A bijection is a function that is both injective and surjective. In other words, it's a perfect pairing between the domain and the codomain where every element is covered once and only once. This means every element in the codomain is mapped to exactly once by an element in the domain.

Consider the function \( f: \mathbb{Z} \to \mathbb{Z} \), defined by \( f(x) = x + 1 \). It is both injective (since \( x \) values are distinct for distinct \( y \) values) and surjective (since every integer can be written as \( y = x + 1 \) for some integer \( x \)). Thus, this function is a bijection.

However, for the function \( f(x) = 3x^2 + 2 \), neither injective nor surjective properties are satisfied over \( \mathbb{R} \). As a result, it cannot be considered a bijection, and therefore is not a permutation of \( \mathbb{R} \).

A function is a fundamental concept in mathematics that describes a relationship between sets, usually denoted as \( f: A \to B \). It assigns each element of a set \( A \) (the domain) to a single element in set \( B \) (the codomain).

Every function must satisfy two basic criteria:

• Each input from the domain is assigned to exactly one output in the codomain.
• No element in the domain is left "unmapped."

In simple terms, a function is like a machine that takes an input and gives an output based on the specific rules defined by the function.

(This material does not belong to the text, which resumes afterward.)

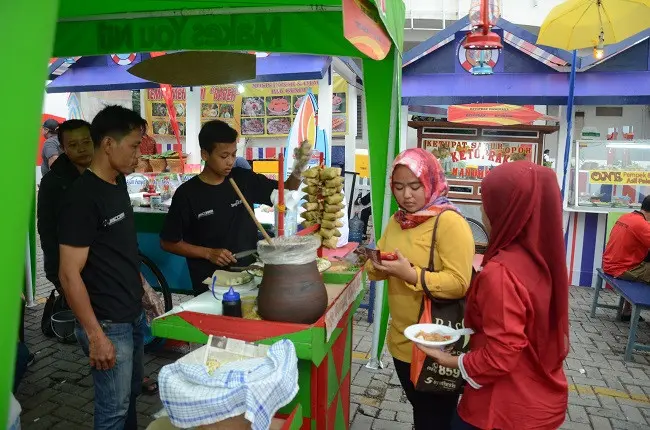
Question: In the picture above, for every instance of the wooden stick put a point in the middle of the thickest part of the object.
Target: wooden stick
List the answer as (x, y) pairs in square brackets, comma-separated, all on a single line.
[(251, 212)]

For example, in the given exercise, the function \( f(x) = 3x^2 + 2 \) takes a real number \( x \) as an input and produces a real number as an output. But remember, not all functions are permutations, as a permutation requires the function to be a bijection. This function, with the rule \( f(x) = 3x^2 + 2 \), does not satisfy this when both injectivity and surjectivity are examined.